Ces pasteurs qui m’ont façonné

 

Sans eux, que serais-je devenu ? Sans doute « un chien perdu sans collier ». Prêtres, religieux et religieuses ont marqué l’histoire de ma famille et en particulier la mienne. Aussi loin que je puisse remonter dans ma mémoire, je les vois à des moments déterminants, m’accompagnant, me guidant, parfois même me sauvant. J’aurai pu m’égarer et errer ; ils m’ont relevé et élevé. Tant de fois, mon adversaire, le diable, comme un lion rugissant, a rôdé, cherchant à me dévorer (1P 5, 9). Tant de fois, le loup s’est approché, a failli m’attraper et me déchiqueter. Toujours, ces pasteurs se sont exposés et interposés.
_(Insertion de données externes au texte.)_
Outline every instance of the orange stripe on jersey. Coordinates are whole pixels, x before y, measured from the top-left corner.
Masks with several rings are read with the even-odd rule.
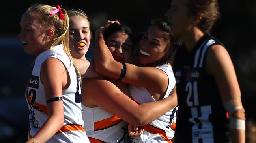
[[[92,138],[92,137],[88,137],[88,138],[89,138],[89,140],[90,141],[90,143],[106,143],[105,142],[104,142],[103,141],[101,141],[99,139],[95,139],[94,138]]]
[[[30,134],[31,129],[31,128],[30,128],[30,127],[29,128],[28,128],[28,137],[29,137],[30,138],[32,138],[32,136],[31,136],[31,134]]]
[[[175,129],[176,129],[176,123],[172,122],[172,124],[171,126],[171,128],[173,130],[175,130]]]
[[[28,96],[28,101],[29,103],[31,103],[31,97]],[[47,109],[46,108],[46,106],[43,105],[41,104],[39,104],[39,103],[36,102],[34,102],[34,105],[33,105],[33,106],[37,106],[39,108],[39,109],[41,111],[43,111],[44,113],[46,114],[48,114],[47,112]]]
[[[156,127],[153,127],[153,126],[148,124],[145,125],[143,126],[141,126],[139,127],[140,129],[144,129],[148,132],[151,133],[152,134],[157,134],[159,135],[163,138],[168,143],[172,143],[172,141],[167,136],[165,133],[165,131],[159,128],[157,128]]]
[[[68,131],[74,131],[75,130],[81,130],[83,132],[85,132],[84,129],[79,125],[75,124],[68,124],[64,125],[55,134],[62,132],[64,132]]]
[[[103,130],[114,126],[123,120],[115,116],[94,123],[94,130]]]

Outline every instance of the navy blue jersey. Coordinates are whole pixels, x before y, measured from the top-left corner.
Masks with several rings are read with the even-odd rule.
[[[223,45],[206,34],[191,52],[177,49],[173,66],[179,106],[175,143],[228,143],[228,120],[219,91],[206,70],[209,47]]]

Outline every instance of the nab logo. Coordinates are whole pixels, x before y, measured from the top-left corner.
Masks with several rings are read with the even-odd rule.
[[[39,87],[39,77],[32,75],[28,84],[28,87],[38,89]]]
[[[199,73],[197,71],[194,72],[191,72],[191,77],[192,78],[198,78],[199,77]]]
[[[189,72],[187,74],[187,78],[198,78],[199,77],[199,73],[197,71],[192,72]]]
[[[176,78],[179,78],[181,76],[181,70],[177,70],[176,72],[175,72],[175,76]]]

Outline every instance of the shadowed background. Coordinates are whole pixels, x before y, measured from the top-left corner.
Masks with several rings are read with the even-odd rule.
[[[119,20],[135,32],[145,31],[152,18],[170,8],[170,0],[26,0],[0,2],[0,142],[24,142],[28,129],[24,91],[35,57],[26,54],[17,35],[22,14],[32,4],[59,4],[88,14],[93,35],[107,20]],[[212,34],[226,46],[233,61],[247,119],[256,121],[256,1],[219,0],[221,18]],[[92,58],[92,38],[88,59]],[[13,137],[15,137],[14,138]]]

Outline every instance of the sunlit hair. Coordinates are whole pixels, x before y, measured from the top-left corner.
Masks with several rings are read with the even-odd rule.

Je leur dois tant ; sans eux, qui serais-je aujourd’hui ?

 

1955 : c’est l’année de ma naissance. C’est aussi la sortie du film de Jean Delannoy : « Chien perdu sans collier ». Le roman de Gilbert Cesbron paru l’année précédente connu un immense succès de librairie. Il méritait d’être mis à l’écran. L’histoire n’est autre que celle du sort d’enfants qui commettent des délits et qui, issus de milieux sociaux défavorisés, sont aidés par un juge. Celui-ci est magnifiquement interprété par Jean Gabin. Sous des dehors bourrus, cet homme est bon et compréhensif. Particulièrement pour le jeune Francis, âgé de 15 ans, il se montrera bon pasteur, lui prodiguant moult conseils et une bonne dose d’affection.

 

Je le redis : sans mes bons pasteurs, il est fort à parier que je serais devenu moi aussi « un chien perdu sans collier ». Dans notre monde, les dangers sont multiples. Tous nous sommes agressés ; tous nous sommes une proie facile à dévorer ; tous nous avons donc besoin de bons bergers. Les prêtres sont pour nous la présence agissante et sanctifiante du Bon Pasteur. Religieux et religieuses sont à nos côtés pour nous accompagner sur le chemin de la Vie, nous le désigner, prêts à s’exposer pour nous sauver. Tant de nos contemporains sont dépourvus aujourd’hui d’une telle présence. Leur quotidien est sans Dieu ; le Malin les égare et s’en empare ; ils ne savent vers quelle source de bonheur se tourner ; ils sont finalement dévorés. Si seulement ils avaient à leur côté de bons pasteurs !

 

Vendredi dernier, au cours d’un temps de prière avec les enfants du patronage, je me suis un peu emporté. J’invitais ces petits à prier à l’intention des vocations. L’un d’eux n’écoutait guère et perturbait ces voisins. Je me suis alors lancé avec fougue dans une exhortation, leur disant en substance : « Il y a trop peu de prêtres, de religieux et religieuses. Vous allez grandir, avancer dans la vie. Qui vous mariera ? Qui célèbrera les obsèques de ceux qui vous sont chers ? Qui vous nourrira de l’Eucharistie ? … Et vos enfants, seront-ils à traîner dans la rue ? Où trouverez-vous un patronage comme la J.A.V. s’il n’y a plus de Frères ni de prêtres ? » Ce fut un grand silence. Mon emportement quelque peu passionné dut impressionner. Confusément sans doute, ces enfants réalisèrent un peu qu’ils ne voulaient pas être  « des chiens perdus sans collier » et qu’ils ne sauraient se passer de Dieu. Notre prière pour les vocations fut belle et fervente. A nous tous de joindre la nôtre à celle de ces petits.